Extreme events and climate change

Climatic extremes have a potential to affect the delta adversely. The Mahanadi delta is situated in the most cyclone-prone region of India. Historical data on cyclones in Odisha indicate high disaster losses due to cyclone and surges in the Anthropocene period with eight high-intensity flooding events reported during the period 2001–2015.

Future climate data from regional modelling also indicates that precipitation along with high rainfall events may increase significantly in the later part of this century. The greatest impact of these high discharge events and flooding would be on agricultural land along with a number of urban areas across the delta. In addition, the rate of relative sea-level rise in the last decade has increased to nearly 6 mm/year.

Future projections under a business as usual scenario are not encouraging for the Mahanadi delta. Higher sea surface temperatures (a rise of potentially 2.3–2.9 °C and sea levels along with an increasing number of high rainfall events, particularly in the later part of the century, has a potential for increased number of flood events endangering life and livelihoods of the delta community.

Climate change and climatic shocks also have the potential to reduce crop yield in the delta. It is estimated that by 2050, the economic loss from agriculture could be about 5% of GDP per capita. However if loss of infrastructure is considered, climate change and climatic shocks (flood, cyclone, etc.) may lead to cumulative per cent loss in GDP per capita of about 11% in the delta. At the same time, with the projected loss of fisheries production, the socio-economic integrated model indicates that losses from the fishery sector alone to be around 0.25% of the total GDP in the delta by 2050. These together impose a serious constraint on the livelihood of the delta community in future.
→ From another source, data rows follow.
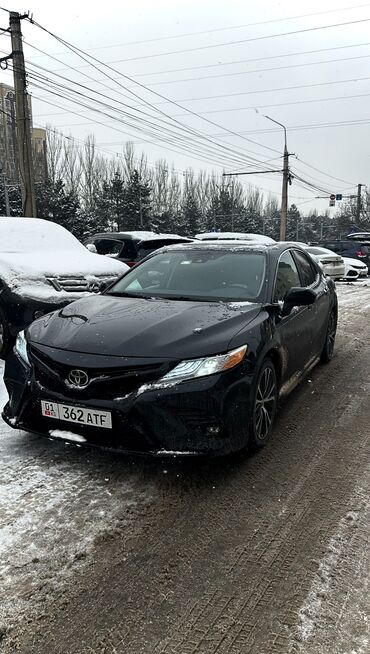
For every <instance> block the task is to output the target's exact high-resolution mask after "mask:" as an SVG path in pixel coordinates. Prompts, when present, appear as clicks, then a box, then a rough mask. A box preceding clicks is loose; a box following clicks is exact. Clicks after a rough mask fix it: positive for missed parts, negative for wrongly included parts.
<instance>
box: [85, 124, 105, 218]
mask: <svg viewBox="0 0 370 654" xmlns="http://www.w3.org/2000/svg"><path fill="white" fill-rule="evenodd" d="M80 167H81V182H80V187H81V191H80V193H81V201H82V204H83V206H84V208H85V210H86V211H88V212H91V211H93V210H94V208H95V204H96V196H97V193H98V192H99V190H100V188H101V186H102V184H103V181H104V180H105V179H106V177H107V162H106V159H105V158H104V157H102V156H101V155H99V154H97V152H96V145H95V137H94V135H93V134H89V136H88V137H87V139H86V141H85V145H84V148H83V149H82V151H81V152H80Z"/></svg>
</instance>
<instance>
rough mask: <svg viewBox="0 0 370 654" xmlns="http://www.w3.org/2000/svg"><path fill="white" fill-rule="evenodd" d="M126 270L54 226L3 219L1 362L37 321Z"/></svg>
mask: <svg viewBox="0 0 370 654" xmlns="http://www.w3.org/2000/svg"><path fill="white" fill-rule="evenodd" d="M127 268H128V267H127V266H126V265H125V264H123V263H121V262H119V261H112V260H111V259H106V258H103V257H100V256H99V255H98V254H92V253H91V252H89V251H88V250H86V248H85V247H84V246H83V245H82V243H80V242H79V241H78V240H77V239H76V238H75V237H74V236H73V235H72V234H71V233H70V232H68V231H67V230H66V229H64V227H61V226H60V225H57V224H56V223H53V222H51V221H49V220H41V219H39V218H6V217H0V358H3V357H4V355H5V353H6V351H7V349H9V348H10V347H11V346H12V344H13V342H14V340H15V336H16V334H17V333H18V332H19V331H20V330H21V329H23V328H24V327H25V326H26V325H29V324H30V323H31V322H32V321H33V320H34V319H35V318H37V317H38V316H40V315H42V314H44V313H48V312H49V311H52V310H53V309H55V308H58V307H63V306H65V305H66V304H68V303H69V302H72V301H73V300H77V299H79V298H81V297H84V296H86V295H90V294H91V293H98V292H99V291H100V290H102V289H103V288H104V287H105V286H107V285H108V284H109V283H111V282H113V281H115V280H116V279H117V277H119V276H120V275H122V274H123V273H124V272H125V271H126V270H127Z"/></svg>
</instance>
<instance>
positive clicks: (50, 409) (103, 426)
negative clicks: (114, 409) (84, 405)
mask: <svg viewBox="0 0 370 654" xmlns="http://www.w3.org/2000/svg"><path fill="white" fill-rule="evenodd" d="M41 413H42V415H43V416H44V417H45V418H55V419H56V420H65V421H66V422H74V423H76V424H79V425H87V426H89V427H99V428H100V429H112V414H111V412H110V411H98V410H97V409H83V408H82V407H78V406H71V405H69V404H59V403H57V402H45V401H44V400H41Z"/></svg>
65% of the deltaic coast is also currently experiencing varying degree of erosion, a situation which is expected to worsen by 2050, implying compounded threat to the coastal habitations particularly between Puri to Paradip and promoting increased out-migration of people from the coast.

Conclusion

This research has the following three key observations for the Mahanadi delta:

  • Assessing the Mahanadi Delta region as a unit of planning and implementation offers opportunities to enable coherent policy responses to reduce the risk of climate change to populations by supporting gender-sensitive adaptations;
  • The most practiced adaptation activities are not always the most successful in the Mahanadi delta. Adaptation activities are not always gender-sensitive with the effect that men are benefiting more than women. Thus, it has to be ensured that the most vulnerable groups including the elderly, the severely poor, the physically challenged and women are involved in the development of migration-related adaptation as stakeholders. So, a variety of types of adaptations should be used to reduce climate change risk; and
  • To encourage migration as an adaptation, targeting trapped populations with skill development (as observed in Pattamundai, Kendrapara district) can improve their migration capability. Alternatively, designing income-generating opportunities like skills training, livelihood programmes and development initiatives for those who remain behind in areas affected by disasters/climate change will reduce their vulnerability and increase their ability to cope during an extreme weather event.